En plus du stop, j’ai décidé (aucun rapport avec le fait que je sois fauché comme un blé bio en été…) de dépenser le moins possible. Alors j’ai dormi dans la brousse, mangé des fruits pourris, rencontré des fourmis rouges qui tentent de survivre comme moi et qui m’ont donné tant de pain, de miel et de chaleur quand il faisait toutes ces choses que chante tonton Georges ; j’ai fait du dumpster diving et récupéré tant de nourriture jetée comme si le monde en comptait trop.

« J’ai vécu à côté de ce système et entièrement dedans, dépendant de sa boulimie et de son rythme, et partout où je suis allé, tu étais là, muet et terrifiant, au-dessus de moi. Toi, compte à rebours inique, qui tic quand je tente de dormir et qui tac quand je me réveille ».

J’ai vécu à côté de ce système et entièrement dedans, dépendant de sa boulimie et de son rythme, et partout où je suis allé, tu étais là, muet et terrifiant, au-dessus de moi. Toi, compte à rebours inique, qui tic quand je tente de dormir et qui tac quand je me réveille. Là aux Saintes, au sud de la Guadeloupe, où toute l’eau consommée sur l’île est importée. Là en Dominique, où les ouragans, dernièrement Maria, ont lacéré l’île, ses habitants et leurs mémoires, qui se rappellent et se préparent, chaque année, avec force et endurance pour le prochain, toujours plus violent, qui frappera les côtes à nouveau. Là aussi en Martinique, où la sécheresse imposait des tours d’eau.

Révoltant ! Édifiant ! On rationne déjà l’eau en territoire français ? Pas dans 30 ans, non, déjà là, oui, sur une des îles les plus riches des petites Antilles. Là encore aux Grenadines, où les coraux morts ont ironiquement le blanc si vif de la virginité, de l’Immaculé et du soleil, qui les chauffe tant qu’ils meurent tous. Et si ce n’était pas moi qui le vivait, c’était les autres.

À Montréal, une amie, préparée aux froids canadiens connus féroces, a finalement compté sur les doigts d’une main les jours de température négative. En France, mon père dans le roannais me racontait ses journées de jardinage en t-shirt pendant la désormais fameuse semaine de pic de chaleur en février (5).

@Koceila/Avec toutes autorisations pour Mr M

Certains diront sans doute « mais qui est-il celui qui tire des conclusions sans autre appui que son œil ? » (certains, dites-le chez vous, s’il-vous-plaît, autrement mon début de paragraphe sonnera mytho et mégalo).
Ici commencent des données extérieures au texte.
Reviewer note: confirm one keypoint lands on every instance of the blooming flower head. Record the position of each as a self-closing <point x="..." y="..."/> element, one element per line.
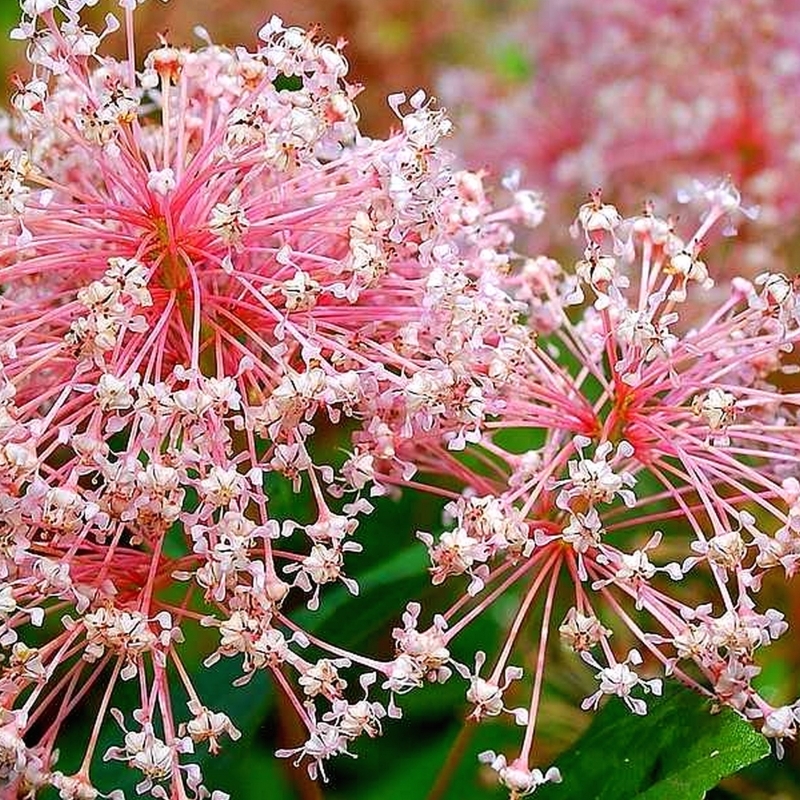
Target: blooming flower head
<point x="642" y="475"/>
<point x="205" y="264"/>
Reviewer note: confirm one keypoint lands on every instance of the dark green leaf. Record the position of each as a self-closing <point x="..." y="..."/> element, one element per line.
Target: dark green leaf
<point x="677" y="752"/>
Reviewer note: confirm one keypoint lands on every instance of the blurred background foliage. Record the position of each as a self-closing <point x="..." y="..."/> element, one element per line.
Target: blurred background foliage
<point x="400" y="45"/>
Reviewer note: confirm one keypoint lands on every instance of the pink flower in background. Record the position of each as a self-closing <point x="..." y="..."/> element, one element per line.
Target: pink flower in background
<point x="640" y="481"/>
<point x="229" y="320"/>
<point x="205" y="267"/>
<point x="644" y="99"/>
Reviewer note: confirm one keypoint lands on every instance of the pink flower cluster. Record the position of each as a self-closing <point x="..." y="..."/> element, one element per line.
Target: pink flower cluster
<point x="204" y="262"/>
<point x="643" y="98"/>
<point x="207" y="272"/>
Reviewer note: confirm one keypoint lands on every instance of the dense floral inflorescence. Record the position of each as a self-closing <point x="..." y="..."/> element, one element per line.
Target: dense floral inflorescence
<point x="645" y="97"/>
<point x="211" y="280"/>
<point x="636" y="460"/>
<point x="204" y="268"/>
C’est peut-être les mêmes qui ne croient pas aux conclusions que les scientifiques tirent de leurs longues études. Mais à ces gens-là, j’aimerais dire qu’il y a une limite à ce que l’on peut nier sans autre argument que son assurance égotique, et que cette observation, sur l’espace d’une courte vie, des biomes séchés, chauffés, cuits et changés, n’est ni habituelle, ni anecdotique.

Alors pourquoi rien ou presque ne change ?
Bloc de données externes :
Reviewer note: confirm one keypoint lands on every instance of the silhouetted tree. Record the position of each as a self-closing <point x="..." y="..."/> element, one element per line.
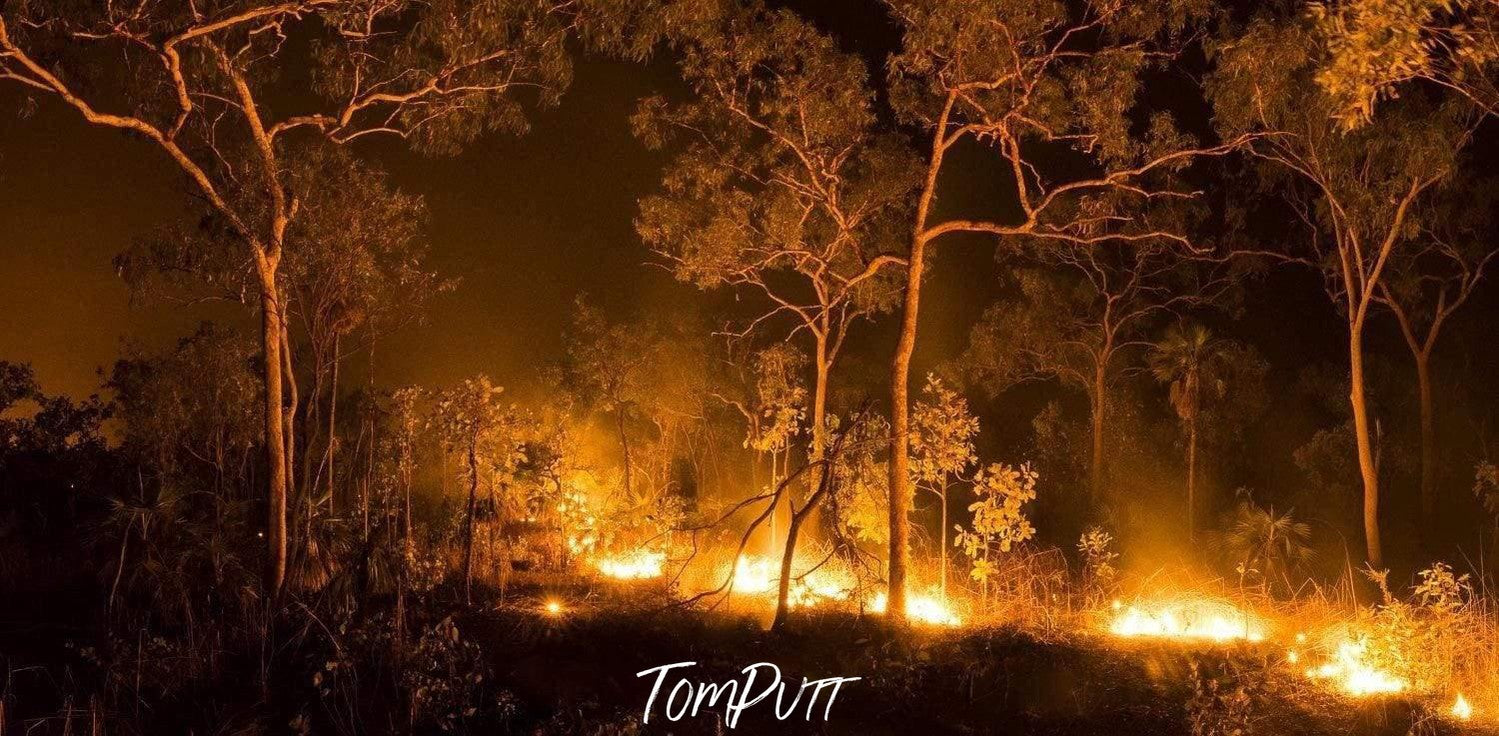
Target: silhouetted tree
<point x="1030" y="81"/>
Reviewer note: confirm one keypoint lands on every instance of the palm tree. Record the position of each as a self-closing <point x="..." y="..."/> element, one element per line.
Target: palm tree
<point x="1189" y="359"/>
<point x="1273" y="544"/>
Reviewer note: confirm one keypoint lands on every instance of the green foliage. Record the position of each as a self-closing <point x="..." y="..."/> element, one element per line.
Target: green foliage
<point x="1223" y="702"/>
<point x="1099" y="574"/>
<point x="1265" y="544"/>
<point x="778" y="171"/>
<point x="942" y="435"/>
<point x="780" y="397"/>
<point x="999" y="516"/>
<point x="1370" y="48"/>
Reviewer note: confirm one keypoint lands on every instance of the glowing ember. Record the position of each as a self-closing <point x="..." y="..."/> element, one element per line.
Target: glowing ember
<point x="823" y="585"/>
<point x="634" y="565"/>
<point x="925" y="609"/>
<point x="754" y="576"/>
<point x="1195" y="618"/>
<point x="1354" y="675"/>
<point x="1460" y="709"/>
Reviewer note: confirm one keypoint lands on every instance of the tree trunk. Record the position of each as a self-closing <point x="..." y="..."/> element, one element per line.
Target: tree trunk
<point x="624" y="447"/>
<point x="1192" y="480"/>
<point x="942" y="543"/>
<point x="789" y="556"/>
<point x="333" y="408"/>
<point x="1096" y="460"/>
<point x="272" y="336"/>
<point x="1423" y="375"/>
<point x="468" y="526"/>
<point x="900" y="429"/>
<point x="1361" y="435"/>
<point x="820" y="405"/>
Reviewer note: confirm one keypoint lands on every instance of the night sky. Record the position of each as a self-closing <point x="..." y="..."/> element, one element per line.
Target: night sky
<point x="526" y="224"/>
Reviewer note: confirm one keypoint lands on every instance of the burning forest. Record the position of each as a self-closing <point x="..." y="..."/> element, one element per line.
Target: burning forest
<point x="765" y="366"/>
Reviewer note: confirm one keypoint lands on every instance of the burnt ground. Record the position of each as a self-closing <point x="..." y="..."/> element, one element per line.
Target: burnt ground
<point x="576" y="673"/>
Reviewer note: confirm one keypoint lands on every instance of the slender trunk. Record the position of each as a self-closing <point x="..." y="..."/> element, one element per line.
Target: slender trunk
<point x="333" y="408"/>
<point x="789" y="555"/>
<point x="119" y="568"/>
<point x="820" y="405"/>
<point x="1366" y="453"/>
<point x="1423" y="375"/>
<point x="901" y="375"/>
<point x="272" y="336"/>
<point x="624" y="447"/>
<point x="468" y="526"/>
<point x="1192" y="478"/>
<point x="900" y="435"/>
<point x="942" y="541"/>
<point x="1096" y="460"/>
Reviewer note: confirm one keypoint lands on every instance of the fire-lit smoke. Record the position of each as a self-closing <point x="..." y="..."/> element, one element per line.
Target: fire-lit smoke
<point x="1189" y="618"/>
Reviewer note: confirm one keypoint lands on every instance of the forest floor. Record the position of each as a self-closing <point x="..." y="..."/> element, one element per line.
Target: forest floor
<point x="573" y="672"/>
<point x="576" y="672"/>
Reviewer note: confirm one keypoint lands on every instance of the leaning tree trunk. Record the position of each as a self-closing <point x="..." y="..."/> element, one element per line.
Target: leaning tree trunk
<point x="793" y="528"/>
<point x="1361" y="435"/>
<point x="1423" y="375"/>
<point x="942" y="541"/>
<point x="624" y="447"/>
<point x="468" y="526"/>
<point x="333" y="408"/>
<point x="272" y="336"/>
<point x="900" y="435"/>
<point x="1192" y="480"/>
<point x="1096" y="459"/>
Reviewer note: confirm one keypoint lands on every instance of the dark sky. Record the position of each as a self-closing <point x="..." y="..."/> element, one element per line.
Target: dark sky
<point x="525" y="222"/>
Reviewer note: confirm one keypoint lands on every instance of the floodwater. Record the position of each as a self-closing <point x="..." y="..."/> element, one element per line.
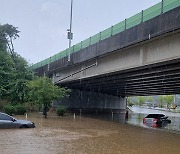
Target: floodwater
<point x="83" y="135"/>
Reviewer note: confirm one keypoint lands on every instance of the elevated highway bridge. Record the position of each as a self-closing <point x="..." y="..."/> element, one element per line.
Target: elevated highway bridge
<point x="138" y="56"/>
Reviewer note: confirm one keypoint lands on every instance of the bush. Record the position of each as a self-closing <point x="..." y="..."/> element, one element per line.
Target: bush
<point x="9" y="109"/>
<point x="20" y="109"/>
<point x="61" y="110"/>
<point x="17" y="109"/>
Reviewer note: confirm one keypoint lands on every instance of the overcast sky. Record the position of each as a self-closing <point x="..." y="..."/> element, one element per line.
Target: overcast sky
<point x="43" y="23"/>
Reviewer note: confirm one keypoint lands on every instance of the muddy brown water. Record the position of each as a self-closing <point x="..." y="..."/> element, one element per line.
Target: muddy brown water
<point x="66" y="135"/>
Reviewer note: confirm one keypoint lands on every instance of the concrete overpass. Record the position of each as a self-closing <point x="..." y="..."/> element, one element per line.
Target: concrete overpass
<point x="143" y="59"/>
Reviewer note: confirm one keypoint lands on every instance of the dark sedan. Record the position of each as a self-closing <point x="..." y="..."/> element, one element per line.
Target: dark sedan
<point x="156" y="120"/>
<point x="7" y="121"/>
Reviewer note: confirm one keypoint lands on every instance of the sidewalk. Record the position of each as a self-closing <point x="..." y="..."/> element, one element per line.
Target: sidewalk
<point x="146" y="110"/>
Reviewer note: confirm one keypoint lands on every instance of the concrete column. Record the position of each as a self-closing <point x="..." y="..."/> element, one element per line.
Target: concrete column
<point x="93" y="101"/>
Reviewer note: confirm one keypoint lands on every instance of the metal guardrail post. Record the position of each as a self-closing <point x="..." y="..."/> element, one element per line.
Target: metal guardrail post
<point x="125" y="26"/>
<point x="81" y="45"/>
<point x="142" y="15"/>
<point x="89" y="40"/>
<point x="111" y="30"/>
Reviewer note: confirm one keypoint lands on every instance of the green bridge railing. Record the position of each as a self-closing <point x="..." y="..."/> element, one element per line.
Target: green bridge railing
<point x="144" y="15"/>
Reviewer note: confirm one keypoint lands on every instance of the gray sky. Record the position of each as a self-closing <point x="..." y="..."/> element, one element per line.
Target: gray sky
<point x="43" y="23"/>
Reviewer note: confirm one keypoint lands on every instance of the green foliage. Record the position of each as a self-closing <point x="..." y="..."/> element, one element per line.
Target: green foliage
<point x="61" y="110"/>
<point x="18" y="109"/>
<point x="9" y="109"/>
<point x="43" y="92"/>
<point x="13" y="72"/>
<point x="31" y="107"/>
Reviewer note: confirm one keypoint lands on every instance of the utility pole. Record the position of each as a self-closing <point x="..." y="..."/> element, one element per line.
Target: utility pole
<point x="70" y="34"/>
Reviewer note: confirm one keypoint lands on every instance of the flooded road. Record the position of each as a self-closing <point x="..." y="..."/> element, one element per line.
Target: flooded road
<point x="82" y="135"/>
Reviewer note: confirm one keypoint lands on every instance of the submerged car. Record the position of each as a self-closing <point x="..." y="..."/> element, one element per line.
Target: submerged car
<point x="156" y="120"/>
<point x="7" y="121"/>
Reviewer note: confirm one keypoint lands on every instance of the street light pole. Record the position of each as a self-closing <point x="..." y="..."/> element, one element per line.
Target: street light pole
<point x="70" y="34"/>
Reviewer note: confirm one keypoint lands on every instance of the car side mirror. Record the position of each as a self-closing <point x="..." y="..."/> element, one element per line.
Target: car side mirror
<point x="13" y="119"/>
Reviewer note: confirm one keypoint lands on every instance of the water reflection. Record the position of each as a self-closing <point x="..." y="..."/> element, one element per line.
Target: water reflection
<point x="135" y="119"/>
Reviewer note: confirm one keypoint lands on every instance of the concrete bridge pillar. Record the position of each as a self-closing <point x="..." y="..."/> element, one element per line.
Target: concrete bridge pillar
<point x="93" y="102"/>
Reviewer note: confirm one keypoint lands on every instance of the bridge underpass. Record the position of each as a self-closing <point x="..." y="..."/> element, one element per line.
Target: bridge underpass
<point x="155" y="79"/>
<point x="141" y="60"/>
Parce qu’il y a d’autres logiques bien plus fondamentales pour certains que la survie humaine, à savoir l’accumulation et le temps court. Ces logiques assassines, qui vous font croire que vous y gagnez au change quand vous construisez des bassines ou des autoroutes. À dire vrai, vous y gagnez un temps, c’est pour ça que le court terme est si sucré. Mais après le pic de glycémie, la descente est amère.
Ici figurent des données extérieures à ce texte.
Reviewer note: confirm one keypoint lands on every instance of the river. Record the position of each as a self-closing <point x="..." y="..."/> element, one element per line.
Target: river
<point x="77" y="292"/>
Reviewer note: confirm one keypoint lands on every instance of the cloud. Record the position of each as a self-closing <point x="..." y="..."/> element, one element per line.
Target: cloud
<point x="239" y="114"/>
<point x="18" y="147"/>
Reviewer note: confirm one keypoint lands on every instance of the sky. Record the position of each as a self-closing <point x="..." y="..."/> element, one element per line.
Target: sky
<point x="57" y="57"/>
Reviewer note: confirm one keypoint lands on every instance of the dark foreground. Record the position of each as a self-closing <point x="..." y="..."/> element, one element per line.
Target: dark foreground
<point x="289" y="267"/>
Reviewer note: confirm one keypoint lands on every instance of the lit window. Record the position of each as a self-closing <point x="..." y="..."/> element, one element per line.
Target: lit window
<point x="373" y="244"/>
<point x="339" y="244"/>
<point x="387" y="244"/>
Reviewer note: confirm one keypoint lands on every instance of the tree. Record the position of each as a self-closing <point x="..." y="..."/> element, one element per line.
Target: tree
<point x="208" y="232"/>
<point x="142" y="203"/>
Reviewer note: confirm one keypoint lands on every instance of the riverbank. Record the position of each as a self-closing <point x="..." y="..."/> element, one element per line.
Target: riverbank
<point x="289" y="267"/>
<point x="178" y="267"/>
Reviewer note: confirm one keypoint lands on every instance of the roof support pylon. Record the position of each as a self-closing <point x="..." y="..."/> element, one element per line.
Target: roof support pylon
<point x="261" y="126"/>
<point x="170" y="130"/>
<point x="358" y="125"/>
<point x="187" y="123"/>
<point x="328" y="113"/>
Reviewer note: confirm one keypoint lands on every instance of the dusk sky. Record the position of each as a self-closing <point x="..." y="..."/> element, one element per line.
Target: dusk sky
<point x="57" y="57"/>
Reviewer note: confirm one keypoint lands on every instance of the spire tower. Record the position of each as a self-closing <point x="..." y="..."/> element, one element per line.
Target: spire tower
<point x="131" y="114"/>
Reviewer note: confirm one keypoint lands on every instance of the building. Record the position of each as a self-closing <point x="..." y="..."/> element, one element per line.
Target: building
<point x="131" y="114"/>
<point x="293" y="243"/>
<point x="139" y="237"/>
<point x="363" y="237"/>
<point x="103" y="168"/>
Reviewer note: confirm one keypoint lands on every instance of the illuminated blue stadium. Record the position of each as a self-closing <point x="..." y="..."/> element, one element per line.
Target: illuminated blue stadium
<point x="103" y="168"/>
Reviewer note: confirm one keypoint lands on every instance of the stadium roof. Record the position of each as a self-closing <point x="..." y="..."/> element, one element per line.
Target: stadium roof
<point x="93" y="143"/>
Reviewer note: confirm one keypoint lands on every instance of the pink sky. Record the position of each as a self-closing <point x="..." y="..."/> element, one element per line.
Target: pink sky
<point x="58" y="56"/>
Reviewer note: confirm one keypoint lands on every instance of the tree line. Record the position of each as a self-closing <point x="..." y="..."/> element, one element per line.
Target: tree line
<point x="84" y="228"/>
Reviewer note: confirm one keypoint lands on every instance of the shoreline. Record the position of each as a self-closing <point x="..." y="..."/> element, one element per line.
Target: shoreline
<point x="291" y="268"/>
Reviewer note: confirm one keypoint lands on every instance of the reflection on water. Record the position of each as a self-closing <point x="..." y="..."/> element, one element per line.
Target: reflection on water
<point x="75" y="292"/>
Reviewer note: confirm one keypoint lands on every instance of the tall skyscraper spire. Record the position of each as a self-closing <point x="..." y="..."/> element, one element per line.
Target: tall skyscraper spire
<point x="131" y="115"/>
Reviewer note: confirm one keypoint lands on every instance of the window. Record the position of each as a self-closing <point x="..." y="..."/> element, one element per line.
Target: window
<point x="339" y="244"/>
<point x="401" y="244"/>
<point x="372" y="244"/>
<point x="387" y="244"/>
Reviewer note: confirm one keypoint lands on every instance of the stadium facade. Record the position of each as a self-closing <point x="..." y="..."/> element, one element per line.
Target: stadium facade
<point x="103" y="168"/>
Quand dans 5 ans, l’aéroport international de la Dominique aura vu le jour, les hôtels et autres resorts qui émergeront pour accueillir cette masse homogène de touristes exigeants la « Dominica’s true experience » changera durablement les côtes et les habitants de cette île si particulière (6).

@Koceila/Avec toutes autorisations pour Mr M

Quand dans X années, le plus grand téléphérique du monde aura vu le jour sur ce « joyau des Caraïbes », qui seront les idiots qui monteront, des heures durant, les sentiers, le visage rouge et les chaussures pleines de boue ?

Le débarquement, dont j’ai été témoin, d’un énorme bateau de croisière à Roseau, la capitale, ne m’inspire ni confiance ni espoir quant à la capacité de cette île pauvre à gérer durablement la manne financière qui pourrait permettre à ses habitants de mieux survivre et à ses dirigeants, de plus en plus impopulaires, de brandir leurs succès pour durer un peu plus longtemps.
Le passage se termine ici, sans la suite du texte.